GLORIA SWANSON | QUEEN KELLY (1929) Oversized portrait by Ernest Bachrach


[Los Angeles]: United Artists, [1929]. Vintage original 11 x 14″ (28 x 35 cm.) black-and-white double weight glossy silver gelatin photo. Minor crease at top right corner. Blind stamp of Ernest A. Bachrach at bottom right corner. “Gloria Swanson in QUEEN KELLY, Directed by Erich von Stroheim, United Artists Picture” ink stamped on verso. Fine.

A supremely rare portrait, not readily available in any format. So entrenched in Erich von Stroheim’s wasteful production excesses that the film could never be finished, it is one of the truly legendary aborted films. Not even the wealth of Joseph P. Kennedy and Gloria Swanson’s star power could save this ruinous debauchery.

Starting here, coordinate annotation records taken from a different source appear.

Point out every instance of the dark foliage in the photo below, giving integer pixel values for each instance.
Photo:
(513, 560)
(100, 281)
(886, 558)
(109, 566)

Fortunately, much of what was filmed was saved and Swanson was able to cobble together some semblance of a story and release a version of the silent film in 1932, several years after talkies had made their mark. Full of story details and imagery that could only be released prior to the stringent 1934 Code, a bit of the extravagant budget was recouped though only released in Europe and South Africa. An alternate ending had been filmed in 1931.

In 1985 a kind of restoration was produced in which photos depicting some scenes that had gone into production telling the story’s original ending were added. The film is immortalized in footage shown in the private screening room of Norma Desmond’s mansion in the 1950 film Sunset Boulevard.